What we can see is that the fraction of hub-hub interactions depends on the size of the network, decreasing for smaller network sizes. Can this explain the result observed by the authors? In figure 3A, taken from the authors’ paper, the whole network was binned by the number of interactions reported per paper. I have tried to calculate the size of different networks obtained from binning according to the scale of the experiment (see table 3).
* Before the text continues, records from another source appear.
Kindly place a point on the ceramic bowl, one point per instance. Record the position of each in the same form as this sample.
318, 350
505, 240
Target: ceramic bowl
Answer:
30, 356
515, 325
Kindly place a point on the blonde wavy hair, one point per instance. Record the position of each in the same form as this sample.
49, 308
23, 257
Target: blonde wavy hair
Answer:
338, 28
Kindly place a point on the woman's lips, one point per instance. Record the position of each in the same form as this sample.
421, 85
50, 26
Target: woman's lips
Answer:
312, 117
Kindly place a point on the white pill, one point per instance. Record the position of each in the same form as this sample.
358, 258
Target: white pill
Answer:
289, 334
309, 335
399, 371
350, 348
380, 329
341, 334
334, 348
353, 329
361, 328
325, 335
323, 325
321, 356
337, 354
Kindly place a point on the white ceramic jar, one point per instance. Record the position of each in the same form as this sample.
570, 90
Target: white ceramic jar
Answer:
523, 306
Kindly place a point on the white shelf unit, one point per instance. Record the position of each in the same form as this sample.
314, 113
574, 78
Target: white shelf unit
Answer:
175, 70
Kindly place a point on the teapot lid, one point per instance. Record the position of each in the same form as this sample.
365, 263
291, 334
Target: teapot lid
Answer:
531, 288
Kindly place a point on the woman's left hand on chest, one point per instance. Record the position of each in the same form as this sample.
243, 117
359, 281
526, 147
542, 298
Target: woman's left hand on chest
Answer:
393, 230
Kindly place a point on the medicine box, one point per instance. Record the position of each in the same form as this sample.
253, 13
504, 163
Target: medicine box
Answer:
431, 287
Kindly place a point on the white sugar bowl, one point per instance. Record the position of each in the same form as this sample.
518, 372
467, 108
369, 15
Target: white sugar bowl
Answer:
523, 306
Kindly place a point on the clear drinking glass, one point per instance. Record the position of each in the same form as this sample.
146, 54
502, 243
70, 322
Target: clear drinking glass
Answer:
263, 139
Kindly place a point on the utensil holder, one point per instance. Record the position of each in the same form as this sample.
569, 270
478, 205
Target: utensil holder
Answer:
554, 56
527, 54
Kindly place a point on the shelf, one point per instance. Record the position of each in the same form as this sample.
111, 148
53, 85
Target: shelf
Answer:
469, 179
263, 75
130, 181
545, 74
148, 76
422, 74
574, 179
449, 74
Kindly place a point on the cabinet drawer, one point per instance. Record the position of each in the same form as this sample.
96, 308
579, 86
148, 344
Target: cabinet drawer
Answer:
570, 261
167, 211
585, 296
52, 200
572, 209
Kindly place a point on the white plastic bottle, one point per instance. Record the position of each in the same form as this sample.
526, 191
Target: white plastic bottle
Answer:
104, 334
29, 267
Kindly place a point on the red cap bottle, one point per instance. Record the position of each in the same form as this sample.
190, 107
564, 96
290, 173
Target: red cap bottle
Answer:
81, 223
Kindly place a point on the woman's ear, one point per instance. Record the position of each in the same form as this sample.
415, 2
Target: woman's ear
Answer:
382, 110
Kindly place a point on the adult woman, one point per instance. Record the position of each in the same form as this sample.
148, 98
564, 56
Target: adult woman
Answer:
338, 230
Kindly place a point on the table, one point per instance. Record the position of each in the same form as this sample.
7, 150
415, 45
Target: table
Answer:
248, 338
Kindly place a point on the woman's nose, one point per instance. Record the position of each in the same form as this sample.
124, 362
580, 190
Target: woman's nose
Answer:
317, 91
I would say that, although I could not reproduce exactly the same bins reported in the paper, the trend is for a decrease of network size when comparing all interactions reported in small-scale studies to those reported in medium-scale experiments. Therefore I think the observed result is mostly explained by differences in network size. In fact, if one would take all interactions reported in experiments observing at least 30 interactions the fraction of hub-hub interactions observed would be even higher than in the network obtained from very small scale experiments.

Summary
I think this manuscript highlights that we should constantly re-evaluate our views on cellular networks as more data is made available. Although the concerns raised here do not contradict their conclusions I think they should have been more carefully discussed. In particular I think we require better methods to extrapolate binary interactions from affinity methods and that it is important to mention that this might lead to false positive interactions. Also, there is a strong effect of network size on the observed fraction of hub-hub interactions. This might explain both the observed increase of hub-hub interactions with increase in the coverage and the observed dependence of the fraction of hub-hub interactions on the scale of the experiment.